# Background

- **Author**: Ying-Dian, Lin
- **Created At**: 2025-11-23
- **Research Motivation and Context (why are we interested in the findings?)：**
NYC implemented a congestion-based charge in early January 2025. This notebook analyzes whether vehicle speeds increased inside the CBD and whether the policy had spillover effects outside the CBD.

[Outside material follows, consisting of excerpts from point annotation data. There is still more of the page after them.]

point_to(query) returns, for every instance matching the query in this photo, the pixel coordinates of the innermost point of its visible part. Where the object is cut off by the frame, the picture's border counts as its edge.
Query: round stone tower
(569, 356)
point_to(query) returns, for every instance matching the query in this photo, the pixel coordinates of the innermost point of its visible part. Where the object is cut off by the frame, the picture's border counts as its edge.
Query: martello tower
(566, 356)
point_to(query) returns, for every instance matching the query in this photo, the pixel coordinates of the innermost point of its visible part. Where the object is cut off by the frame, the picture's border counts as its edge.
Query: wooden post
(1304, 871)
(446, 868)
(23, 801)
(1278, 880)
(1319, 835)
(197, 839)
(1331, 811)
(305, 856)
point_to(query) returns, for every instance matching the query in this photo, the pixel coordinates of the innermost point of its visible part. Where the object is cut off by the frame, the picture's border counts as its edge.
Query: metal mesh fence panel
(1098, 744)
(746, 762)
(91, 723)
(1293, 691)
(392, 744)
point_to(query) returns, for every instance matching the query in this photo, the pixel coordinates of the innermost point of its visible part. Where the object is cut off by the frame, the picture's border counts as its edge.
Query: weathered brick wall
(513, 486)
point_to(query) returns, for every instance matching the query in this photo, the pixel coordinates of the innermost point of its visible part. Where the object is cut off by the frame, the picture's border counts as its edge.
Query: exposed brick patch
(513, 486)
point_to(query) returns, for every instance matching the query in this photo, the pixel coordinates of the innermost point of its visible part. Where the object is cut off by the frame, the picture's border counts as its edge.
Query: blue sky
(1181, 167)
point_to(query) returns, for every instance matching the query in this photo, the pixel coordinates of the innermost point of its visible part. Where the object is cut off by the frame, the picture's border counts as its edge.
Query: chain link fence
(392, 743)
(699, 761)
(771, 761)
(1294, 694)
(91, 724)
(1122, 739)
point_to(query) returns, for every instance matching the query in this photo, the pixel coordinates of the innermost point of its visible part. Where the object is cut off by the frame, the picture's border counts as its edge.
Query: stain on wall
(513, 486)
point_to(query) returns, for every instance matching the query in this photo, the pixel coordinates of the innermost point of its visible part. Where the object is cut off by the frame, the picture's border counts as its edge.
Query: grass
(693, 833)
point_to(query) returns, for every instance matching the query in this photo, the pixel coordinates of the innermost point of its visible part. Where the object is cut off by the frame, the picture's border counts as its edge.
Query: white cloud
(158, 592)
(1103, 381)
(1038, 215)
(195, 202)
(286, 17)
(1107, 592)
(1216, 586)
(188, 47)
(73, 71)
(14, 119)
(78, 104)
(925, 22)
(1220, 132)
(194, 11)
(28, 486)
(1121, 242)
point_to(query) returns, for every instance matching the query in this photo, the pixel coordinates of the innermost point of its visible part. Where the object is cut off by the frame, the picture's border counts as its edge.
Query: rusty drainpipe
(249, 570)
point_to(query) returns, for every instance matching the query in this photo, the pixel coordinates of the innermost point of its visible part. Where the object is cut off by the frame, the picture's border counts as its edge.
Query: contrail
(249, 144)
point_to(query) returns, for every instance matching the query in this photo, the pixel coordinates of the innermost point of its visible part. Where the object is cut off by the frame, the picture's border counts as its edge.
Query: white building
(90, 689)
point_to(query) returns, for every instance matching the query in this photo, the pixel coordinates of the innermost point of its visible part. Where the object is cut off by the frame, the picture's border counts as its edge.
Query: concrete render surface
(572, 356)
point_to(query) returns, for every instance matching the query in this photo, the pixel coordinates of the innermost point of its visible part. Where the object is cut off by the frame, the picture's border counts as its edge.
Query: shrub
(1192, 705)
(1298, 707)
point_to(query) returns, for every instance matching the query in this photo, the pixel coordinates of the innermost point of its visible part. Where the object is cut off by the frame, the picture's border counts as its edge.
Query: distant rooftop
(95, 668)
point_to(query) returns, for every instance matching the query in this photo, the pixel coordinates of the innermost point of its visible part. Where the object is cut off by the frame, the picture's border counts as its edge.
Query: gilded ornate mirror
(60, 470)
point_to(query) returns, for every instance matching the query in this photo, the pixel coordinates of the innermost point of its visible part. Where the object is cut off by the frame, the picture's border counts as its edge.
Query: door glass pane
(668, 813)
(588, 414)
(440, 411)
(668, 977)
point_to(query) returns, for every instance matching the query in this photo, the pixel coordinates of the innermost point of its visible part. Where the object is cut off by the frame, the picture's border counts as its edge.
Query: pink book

- **Main Findings and Takeaways：**
1. Before January 2025, **in_CBD** speeds were consistently lower than **not_in_CBD**, with stable patterns.
2. After the policy on **2025-01-08**, in_CBD speeds show a visible upward trend, suggesting reduced congestion.
3. Speeds outside the CBD fluctuate much more but do not show a trend clearly attributable to the policy.

- **Future Direction：**
1. Conduct a formal difference-in-differences model.
2. Add traffic volume data to interpret speed changes more accurately.
3. Extend dataset beyond October 2025 to test long-run effects.

In [None]:
# Load packages here
import os
import pandas as pd
import matplotlib.pyplot as plt
import datetime as dt


In [None]:
# Load input data here and please finish all the data manipulation here.
# Finish this block by printing the first ten observations of the data.
# Note: We assume the processed file is located in /data/processed

df = pd.read_csv('/data/processed/speed-mht.csv', encoding_errors='ignore')

# Convert date
df['DATE'] = pd.to_datetime(df['DATA_AS_OF']).dt.date
df['DATE'] = pd.to_datetime(df['DATE'])

# Classify CBD
df['CBD_group'] = df['is_in_CBD'].apply(
    lambda x: 'in_CBD' if 'CBD' in str(x) and 'not' not in str(x).lower() else 'not_in_CBD'
)

# Compute distance (assuming SPEED in m/s)
df['DISTANCE_M'] = df['SPEED'] * df['TRAVEL_TIME']

# Create week variable
df['WEEK'] = df['DATE'].dt.to_period('W').apply(lambda r: r.start_time)

# Weighted weekly averages
weekly = df.groupby(['WEEK','CBD_group']).apply(
    lambda g: g['DISTANCE_M'].sum() / g['TRAVEL_TIME'].sum()
).unstack()

# Convert to km/h
weekly = weekly * 3.6

weekly.to_csv('weekly_weighted_avg_speed_by_CBD.csv')

df.head(10)

In [None]:
# Summary statistics
num_vars = ['SPEED','TRAVEL_TIME','DISTANCE_M']
summary_numeric = df[num_vars].describe(percentiles=[0.25,0.5,0.75]).T

cat_vars = ['CBD_group']
summary_categorical = df['CBD_group'].value_counts(normalize=True).head(10)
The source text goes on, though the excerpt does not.